Griffin remembered, „As a talk show host, I thought, 'Oh my God, I’m dead.'” Ale Griffin nie musiał się martwić, z jakiegokolwiek powodu, w dniu pokazu, Welles zmienił zdanie.

Wcześniej tego dnia, zawołał Griffina nad, „Merv, znasz wszystkie te małe pytania, które chciałeś mi zadać przez te wszystkie lata; małe plotkarskie rzeczy, które zawsze chciałeś wiedzieć, a ja nie pozwoliłem ci ich zadać; rzeczy o Ricie i Marlenie, Hearst, i to wszystko?” powiedział. Griffin przytaknął. „Czuję się dziś bardzo ekspansywny. Zapytaj mnie.”

Merv Griffin musiał czuć się jak poszukiwacz złota, który właśnie uderzył w matecznik. Griffin przeprowadził tego wieczoru wywiad z bardzo rozmownym Wellesem i słuchał z zapartym tchem, jak Orson opowiadał wspaniałe historie i anegdoty o swoich filmach, kobietach, życiu.

Welles zrobił też kilka magicznych sztuczek.

Pogawędził nawet miło z Barbarą Leaming, autorką, która niedawno napisała nieautoryzowaną biografię Orsona. Wszyscy byli bardzo zadowoleni z pokazu, a Welles i Leaming zjedli nawet razem kolację w ulubionej lokalnej jadłodajni Wellesa, Ma Maison.

Mężczyzna o nazwisku Patrick Terrail dołączył do Wellesa po tym, jak Leaming odeszła od ich stolika. „Tego wieczoru cieszył się ze wszystkiego” – powiedział Terrail. „Był zadowolony z występu Griffina, ponieważ uważał, że poszło dobrze. Wszystko szło po jego myśli, a on był w dobrym nastroju. Był po prostu w dobrym nastroju przez cały czas.”

Welles skończył swój obiad, poszedł do domu, i died.

He był 70 w momencie jego śmierci. Szacuje się, że zmarł około niż trzy godziny po taping „The Merv Griffin show”. Welles został odkryty przez swojego kierowcę, Freda Gillette’a, następnego ranka leżąc na łóżku na drugim piętrze swojego domu.
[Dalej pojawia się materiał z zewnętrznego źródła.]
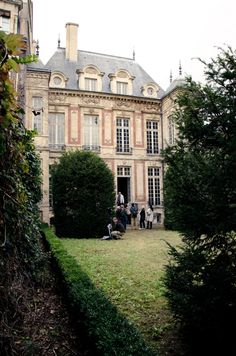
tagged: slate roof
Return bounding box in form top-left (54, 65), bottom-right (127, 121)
top-left (163, 76), bottom-right (186, 96)
top-left (31, 48), bottom-right (165, 99)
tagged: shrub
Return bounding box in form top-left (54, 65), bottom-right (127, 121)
top-left (52, 151), bottom-right (115, 238)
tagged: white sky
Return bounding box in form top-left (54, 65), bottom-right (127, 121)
top-left (33, 0), bottom-right (236, 89)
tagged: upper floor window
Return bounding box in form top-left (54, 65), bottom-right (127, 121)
top-left (76, 64), bottom-right (104, 91)
top-left (116, 118), bottom-right (131, 153)
top-left (0, 9), bottom-right (11, 33)
top-left (32, 96), bottom-right (43, 134)
top-left (116, 82), bottom-right (128, 95)
top-left (84, 78), bottom-right (97, 91)
top-left (141, 83), bottom-right (159, 98)
top-left (148, 167), bottom-right (161, 205)
top-left (108, 69), bottom-right (135, 95)
top-left (49, 71), bottom-right (67, 88)
top-left (83, 115), bottom-right (100, 151)
top-left (48, 113), bottom-right (65, 149)
top-left (168, 117), bottom-right (175, 145)
top-left (146, 121), bottom-right (159, 154)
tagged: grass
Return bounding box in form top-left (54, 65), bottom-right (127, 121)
top-left (62, 229), bottom-right (183, 355)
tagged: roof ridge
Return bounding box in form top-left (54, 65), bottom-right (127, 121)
top-left (59, 47), bottom-right (135, 62)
Przenośna maszyna do pisania siedziała zrównoważona i nieruchoma na brzuchu zmarłego. „Zawsze lubił pisać na leżąco”, powiedział Terrail.
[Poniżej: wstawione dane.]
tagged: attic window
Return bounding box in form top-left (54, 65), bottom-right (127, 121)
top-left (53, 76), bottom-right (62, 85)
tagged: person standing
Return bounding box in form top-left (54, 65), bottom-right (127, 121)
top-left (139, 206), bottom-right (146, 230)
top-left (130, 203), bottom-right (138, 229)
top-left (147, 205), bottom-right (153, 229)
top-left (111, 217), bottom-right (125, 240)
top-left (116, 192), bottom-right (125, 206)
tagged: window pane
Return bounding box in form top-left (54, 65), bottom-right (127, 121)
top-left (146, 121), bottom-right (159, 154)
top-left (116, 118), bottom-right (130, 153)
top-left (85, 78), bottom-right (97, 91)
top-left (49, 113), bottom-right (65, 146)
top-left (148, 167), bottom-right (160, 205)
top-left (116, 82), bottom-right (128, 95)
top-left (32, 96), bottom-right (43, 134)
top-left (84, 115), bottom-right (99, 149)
Później orzeczono, że Welles zmarł na atak serca w trakcie pisania na maszynie. Tego samego ranka, aktor Paul Stewart był w budynku Gildii Reżyserów, kiedy ktoś wbiegł mówiąc, że Orson Welles właśnie doznał ataku serca. Stewart natychmiast popędził do domu Wellesa.

Niezwykle przypominające uczucie ogarnęło Stewarta, gdy zbliżył się do martwego ciała Wellesa. Ponad cztery dekady wcześniej, Stewart wystąpił z Wellesem w filmie „Obywatel Kane”. Ale co więcej, to właśnie postać Stewarta, lokaj Raymond, który odkrywa martwe ciało Charlesa Fostera Kane’a, bohatera Wellesa, w scenie otwierającej klasyczny film.
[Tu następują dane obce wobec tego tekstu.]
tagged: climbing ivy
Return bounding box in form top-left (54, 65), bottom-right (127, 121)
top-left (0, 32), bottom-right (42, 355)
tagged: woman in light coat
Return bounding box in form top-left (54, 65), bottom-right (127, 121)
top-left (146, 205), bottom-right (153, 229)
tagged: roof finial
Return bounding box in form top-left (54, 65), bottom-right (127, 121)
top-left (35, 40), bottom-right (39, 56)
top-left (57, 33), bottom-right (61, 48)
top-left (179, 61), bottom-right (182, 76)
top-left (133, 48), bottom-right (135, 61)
W filmie, Stewart (lokaj) opisuje scenę śmierci reporterowi. I oczywiście, w filmie, Stewart nigdy nie słyszy ostatniego słowa Kane’a: „Rosebud”. „I jeśli to nie jest niesamowity przypadek życia imitującego sztukę”, powiedział przyjaciel, „to nie ma czegoś takiego.”

„The Merv Griffin Show” z udziałem Orsona Wellesa wyemitowano pięć dni później, 14 października 1985 roku, w całości. Możesz zobaczyć mały fragment tego wywiadu poniżej:

.

Dodaj komentarz

Twój adres e-mail nie zostanie opublikowany.